Violence, sexe, chanvre et sida

En République démocratique du Congo (RDC), les enfants des rues sont au nombre de 60.000. Agés de 0 à 17 ans, la majorité ont été chassés par leurs familles qui les ont accusés de sorcellerie. D’autres se retrouvent dans la rue en raison du divorce de leurs parents qu’ils n’auraient pas supporté. Parfois, ils sont rejetés par leurs proches parce que ces derniers n’ont pas les moyens de les prendre en charge. Pour David, « les principaux problèmes auxquels ils sont confrontés sont le fait, déjà, qu’ils n’aient pas de toit pour se loger. » Beaucoup consomment du chanvre pour oublier leurs souffrances. Difficile de vivre dans la rue et de ne pas en consommer. « Moi-même j’en ai déjà pris. Les jeunes filles, elles, se prostituent pour survivre. Elles tombent parfois enceinte et sont contraintes d’accoucher dans la rue et d’y élever leur bébé. Le sida est aussi un fléau qui mène beaucoup d’entre eux au cimetière. »

Sans compter la violence. La rue aussi n’échappe pas à la loi du plus fort. Différents groupes de jeunes des rues munis de machettes se livrent régulièrement à des affrontements sans merci. « Ce sont des guerres de territoires, constate David. Chacun protège sa zone. Les enfants des rues dorment un peu la journée mais pas la nuit car c’est eux qui surveillent les parkings, les boites de nuits, pour se faire un peu d’argent. Il y a forcément des rivalités. » Là aussi, le jeune homme intervient régulièrement en médiateur auprès des leaders de ces groupes rivaux. « Je les résonne et tentent d’apaiser leurs esprits ». Des conflits qu’il résout la nuit. « Ils m’arrivent souvent de ne pas dormir pendant 24h00 d’affilé ! Mais en ayant pas d’endroit fixe ou dormir, je peux mener librement mes activités ».

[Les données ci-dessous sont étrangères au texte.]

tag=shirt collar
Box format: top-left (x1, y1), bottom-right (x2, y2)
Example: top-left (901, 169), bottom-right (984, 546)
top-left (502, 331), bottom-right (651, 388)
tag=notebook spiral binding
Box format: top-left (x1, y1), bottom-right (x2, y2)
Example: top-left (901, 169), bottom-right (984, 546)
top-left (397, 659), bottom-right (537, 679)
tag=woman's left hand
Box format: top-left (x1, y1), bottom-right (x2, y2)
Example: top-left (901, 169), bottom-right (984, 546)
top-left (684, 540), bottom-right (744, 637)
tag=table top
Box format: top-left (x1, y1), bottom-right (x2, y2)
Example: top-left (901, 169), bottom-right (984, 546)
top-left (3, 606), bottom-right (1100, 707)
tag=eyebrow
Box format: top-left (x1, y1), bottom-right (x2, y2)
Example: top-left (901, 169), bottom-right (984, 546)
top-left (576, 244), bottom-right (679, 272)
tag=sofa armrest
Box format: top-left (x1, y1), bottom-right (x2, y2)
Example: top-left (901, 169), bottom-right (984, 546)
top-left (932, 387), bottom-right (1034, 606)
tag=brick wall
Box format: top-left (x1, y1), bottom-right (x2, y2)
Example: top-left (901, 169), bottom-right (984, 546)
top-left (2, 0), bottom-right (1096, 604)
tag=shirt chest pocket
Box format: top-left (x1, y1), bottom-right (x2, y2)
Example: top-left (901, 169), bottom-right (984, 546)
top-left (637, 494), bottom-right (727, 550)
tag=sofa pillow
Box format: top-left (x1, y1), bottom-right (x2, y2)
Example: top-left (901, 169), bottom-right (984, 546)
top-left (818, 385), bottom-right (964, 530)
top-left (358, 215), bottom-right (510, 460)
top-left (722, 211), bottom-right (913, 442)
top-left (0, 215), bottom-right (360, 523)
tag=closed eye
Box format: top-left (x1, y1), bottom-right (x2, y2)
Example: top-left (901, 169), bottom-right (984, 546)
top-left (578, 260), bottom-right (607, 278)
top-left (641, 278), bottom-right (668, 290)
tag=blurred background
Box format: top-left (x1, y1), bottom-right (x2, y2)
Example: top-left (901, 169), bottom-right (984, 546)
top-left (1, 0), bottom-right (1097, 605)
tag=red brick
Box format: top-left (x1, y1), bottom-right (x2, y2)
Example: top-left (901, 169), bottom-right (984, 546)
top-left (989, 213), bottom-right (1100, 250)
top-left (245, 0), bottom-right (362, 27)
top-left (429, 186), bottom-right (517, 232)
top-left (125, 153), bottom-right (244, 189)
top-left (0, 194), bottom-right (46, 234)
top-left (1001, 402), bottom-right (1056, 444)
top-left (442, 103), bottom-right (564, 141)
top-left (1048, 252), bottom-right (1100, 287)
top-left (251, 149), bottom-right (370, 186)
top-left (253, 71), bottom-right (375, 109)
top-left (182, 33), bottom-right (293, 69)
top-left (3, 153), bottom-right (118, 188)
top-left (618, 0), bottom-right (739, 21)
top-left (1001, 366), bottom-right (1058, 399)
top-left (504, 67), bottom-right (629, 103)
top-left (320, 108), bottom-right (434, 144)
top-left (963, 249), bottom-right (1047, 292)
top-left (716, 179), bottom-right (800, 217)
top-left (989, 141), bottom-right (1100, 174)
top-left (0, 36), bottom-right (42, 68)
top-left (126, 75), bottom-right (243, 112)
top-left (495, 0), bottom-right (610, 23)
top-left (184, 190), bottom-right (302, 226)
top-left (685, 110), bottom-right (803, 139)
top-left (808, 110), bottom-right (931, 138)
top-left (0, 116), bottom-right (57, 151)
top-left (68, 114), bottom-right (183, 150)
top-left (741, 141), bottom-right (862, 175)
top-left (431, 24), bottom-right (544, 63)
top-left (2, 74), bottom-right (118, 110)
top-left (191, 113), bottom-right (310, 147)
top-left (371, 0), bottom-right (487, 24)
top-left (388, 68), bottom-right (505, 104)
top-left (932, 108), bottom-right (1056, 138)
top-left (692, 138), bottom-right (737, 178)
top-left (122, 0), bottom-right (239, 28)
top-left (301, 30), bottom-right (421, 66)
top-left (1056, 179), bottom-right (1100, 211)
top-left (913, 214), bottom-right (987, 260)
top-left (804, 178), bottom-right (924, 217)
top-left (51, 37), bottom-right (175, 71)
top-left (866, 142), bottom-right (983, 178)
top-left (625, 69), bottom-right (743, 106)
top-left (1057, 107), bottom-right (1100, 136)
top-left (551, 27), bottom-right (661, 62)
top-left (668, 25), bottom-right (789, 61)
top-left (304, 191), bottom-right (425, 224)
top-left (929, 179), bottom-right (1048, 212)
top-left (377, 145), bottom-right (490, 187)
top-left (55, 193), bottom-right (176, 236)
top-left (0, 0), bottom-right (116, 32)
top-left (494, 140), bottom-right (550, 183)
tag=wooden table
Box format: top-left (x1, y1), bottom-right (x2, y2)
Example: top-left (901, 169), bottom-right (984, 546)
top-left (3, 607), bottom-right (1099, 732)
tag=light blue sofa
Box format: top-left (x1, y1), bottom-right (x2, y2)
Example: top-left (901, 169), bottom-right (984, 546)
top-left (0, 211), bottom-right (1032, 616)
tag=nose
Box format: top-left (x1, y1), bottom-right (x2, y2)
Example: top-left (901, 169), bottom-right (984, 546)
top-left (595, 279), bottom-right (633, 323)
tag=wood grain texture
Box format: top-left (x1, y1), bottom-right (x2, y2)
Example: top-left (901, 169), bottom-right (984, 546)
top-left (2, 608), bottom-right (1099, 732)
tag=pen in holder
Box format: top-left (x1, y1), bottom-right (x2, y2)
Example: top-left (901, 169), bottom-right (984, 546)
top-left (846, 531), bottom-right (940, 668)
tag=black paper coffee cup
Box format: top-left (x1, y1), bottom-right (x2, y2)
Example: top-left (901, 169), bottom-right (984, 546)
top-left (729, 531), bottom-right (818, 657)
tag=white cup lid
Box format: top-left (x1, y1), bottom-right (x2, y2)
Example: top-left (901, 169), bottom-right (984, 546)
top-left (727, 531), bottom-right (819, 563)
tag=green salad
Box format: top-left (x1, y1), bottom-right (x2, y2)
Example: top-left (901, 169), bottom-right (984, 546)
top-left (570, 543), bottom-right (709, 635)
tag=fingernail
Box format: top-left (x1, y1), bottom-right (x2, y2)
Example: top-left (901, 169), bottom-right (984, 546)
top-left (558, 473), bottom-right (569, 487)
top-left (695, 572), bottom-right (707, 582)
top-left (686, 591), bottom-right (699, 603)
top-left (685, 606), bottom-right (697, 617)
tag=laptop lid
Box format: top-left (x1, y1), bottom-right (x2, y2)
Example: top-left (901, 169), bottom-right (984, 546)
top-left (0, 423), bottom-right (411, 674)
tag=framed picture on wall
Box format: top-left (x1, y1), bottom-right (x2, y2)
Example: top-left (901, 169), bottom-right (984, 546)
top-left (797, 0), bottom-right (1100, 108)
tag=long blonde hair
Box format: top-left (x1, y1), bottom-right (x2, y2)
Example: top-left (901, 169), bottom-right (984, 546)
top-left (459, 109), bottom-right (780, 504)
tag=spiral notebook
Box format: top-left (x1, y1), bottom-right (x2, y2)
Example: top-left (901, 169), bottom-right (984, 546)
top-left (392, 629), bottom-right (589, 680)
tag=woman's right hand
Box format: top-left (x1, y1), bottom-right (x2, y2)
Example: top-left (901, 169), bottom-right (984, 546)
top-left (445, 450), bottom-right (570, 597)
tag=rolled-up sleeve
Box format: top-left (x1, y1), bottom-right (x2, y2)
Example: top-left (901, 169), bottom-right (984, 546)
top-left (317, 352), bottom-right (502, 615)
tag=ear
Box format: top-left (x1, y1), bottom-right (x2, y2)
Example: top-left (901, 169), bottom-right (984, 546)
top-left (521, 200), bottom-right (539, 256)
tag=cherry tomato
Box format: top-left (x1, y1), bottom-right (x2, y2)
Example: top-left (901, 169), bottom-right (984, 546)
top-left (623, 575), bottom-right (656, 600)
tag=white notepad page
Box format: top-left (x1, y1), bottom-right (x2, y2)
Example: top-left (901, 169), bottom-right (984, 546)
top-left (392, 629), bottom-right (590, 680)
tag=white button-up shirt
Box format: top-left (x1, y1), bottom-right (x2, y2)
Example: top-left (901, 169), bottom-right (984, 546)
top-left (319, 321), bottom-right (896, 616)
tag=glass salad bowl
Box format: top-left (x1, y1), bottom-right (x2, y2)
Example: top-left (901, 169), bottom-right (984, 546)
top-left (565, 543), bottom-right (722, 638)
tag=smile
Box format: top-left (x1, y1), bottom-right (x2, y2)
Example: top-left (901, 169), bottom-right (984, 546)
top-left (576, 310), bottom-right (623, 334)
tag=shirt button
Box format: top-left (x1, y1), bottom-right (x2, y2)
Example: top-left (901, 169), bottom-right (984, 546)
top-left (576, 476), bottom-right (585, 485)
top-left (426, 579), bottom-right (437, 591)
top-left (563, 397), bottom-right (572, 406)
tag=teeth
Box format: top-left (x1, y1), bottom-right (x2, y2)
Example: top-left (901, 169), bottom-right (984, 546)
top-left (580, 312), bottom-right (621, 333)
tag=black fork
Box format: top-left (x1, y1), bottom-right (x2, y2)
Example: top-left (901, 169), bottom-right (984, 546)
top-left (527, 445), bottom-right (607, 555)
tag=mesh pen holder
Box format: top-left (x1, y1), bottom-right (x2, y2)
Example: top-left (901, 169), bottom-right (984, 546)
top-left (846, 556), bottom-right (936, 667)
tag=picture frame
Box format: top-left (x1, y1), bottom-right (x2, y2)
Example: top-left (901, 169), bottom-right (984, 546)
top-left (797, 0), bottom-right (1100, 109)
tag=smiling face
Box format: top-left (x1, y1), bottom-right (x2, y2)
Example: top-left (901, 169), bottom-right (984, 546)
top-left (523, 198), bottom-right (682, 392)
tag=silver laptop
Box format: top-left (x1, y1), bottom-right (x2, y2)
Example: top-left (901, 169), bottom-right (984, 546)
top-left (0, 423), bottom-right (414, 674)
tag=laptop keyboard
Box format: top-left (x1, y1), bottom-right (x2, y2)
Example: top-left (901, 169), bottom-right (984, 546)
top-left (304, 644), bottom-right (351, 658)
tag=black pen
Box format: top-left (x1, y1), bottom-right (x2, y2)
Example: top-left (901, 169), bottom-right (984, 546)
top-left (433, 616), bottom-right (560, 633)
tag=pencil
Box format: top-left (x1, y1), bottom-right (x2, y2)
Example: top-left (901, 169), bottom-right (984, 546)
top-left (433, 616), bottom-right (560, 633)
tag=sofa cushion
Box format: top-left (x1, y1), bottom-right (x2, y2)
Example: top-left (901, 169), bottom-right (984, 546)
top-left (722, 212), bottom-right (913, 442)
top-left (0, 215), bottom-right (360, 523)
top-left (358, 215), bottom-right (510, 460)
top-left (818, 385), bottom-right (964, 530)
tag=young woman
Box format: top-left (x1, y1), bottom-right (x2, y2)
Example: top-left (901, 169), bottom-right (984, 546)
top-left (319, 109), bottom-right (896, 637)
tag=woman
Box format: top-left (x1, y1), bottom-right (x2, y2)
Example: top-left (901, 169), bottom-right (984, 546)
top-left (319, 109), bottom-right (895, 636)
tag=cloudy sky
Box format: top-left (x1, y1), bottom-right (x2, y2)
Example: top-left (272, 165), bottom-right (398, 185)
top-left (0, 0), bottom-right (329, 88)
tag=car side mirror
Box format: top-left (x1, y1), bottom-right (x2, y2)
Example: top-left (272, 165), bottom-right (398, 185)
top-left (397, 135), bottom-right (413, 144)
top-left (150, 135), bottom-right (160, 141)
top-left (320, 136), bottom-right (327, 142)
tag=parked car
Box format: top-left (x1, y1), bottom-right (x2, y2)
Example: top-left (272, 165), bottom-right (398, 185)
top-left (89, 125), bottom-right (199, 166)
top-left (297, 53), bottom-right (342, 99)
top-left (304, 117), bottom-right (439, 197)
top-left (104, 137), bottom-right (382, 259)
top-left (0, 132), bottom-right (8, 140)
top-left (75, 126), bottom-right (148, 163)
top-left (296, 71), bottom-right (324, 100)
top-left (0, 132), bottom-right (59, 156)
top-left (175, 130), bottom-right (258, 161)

David est fier de la vie qu’il mène. Même si elle lui demande beaucoup d’énergie. « Vous savez, de nos jours, on construit plus de maisons que de ponts ! Le capitalisme a pris le dessus malheureusement. Les gens se perdent là dedans. Ils perdent même leur identité », déplore-t-il. « Moi je n’ai peut-être pas de maison, mais je suis un homme comblé. Je vis chaque jour pleinement ma vie ! », conclut le héros des rues.